I-MedSAM: Implicit Medical Image Segmentation with Segment Anything
Highlights
- The goal of the paper is to take advantage of both implicit representations and Segment Anything Model (SAM), to improve generalization and boundary delineation.
- The authors propose I-MedSAM, with a SAM-based encoder enriched by a frequency adapter, and a coarse-to-fine INR decoder with an uncertainty-guided sampling strategy.
Introduction
Standard segmentation methods (nnUNet, Transformers and more recently SAM) achieve effective results for this task but their discrete nature can lead to challenges. They are notably limited in their spatial flexibility.

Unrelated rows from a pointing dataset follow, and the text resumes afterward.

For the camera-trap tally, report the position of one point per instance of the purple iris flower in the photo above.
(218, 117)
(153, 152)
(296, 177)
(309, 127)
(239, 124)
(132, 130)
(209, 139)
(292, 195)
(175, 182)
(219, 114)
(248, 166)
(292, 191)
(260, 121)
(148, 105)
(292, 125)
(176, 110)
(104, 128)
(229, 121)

Implicit Neural Representations (INRs) (or Neural Implicit Functions) are methods which learn a mapping from encoded image features and grid coordinates to the segmentation output. Those methods learn continuous representations and are therefore more flexible but they face challenges for domain transfer.
The goal of I-MedSAM is to leverage the benefits of SAM and INRs to improve generalization and boundary delineation.
Method
Figure 1: pipeline of I-MedSAM.
Medical Image Encoder
Main idea: Given a medical image and a prompt bounding box, multi-scale features are extracted from both spatial and frequency domains.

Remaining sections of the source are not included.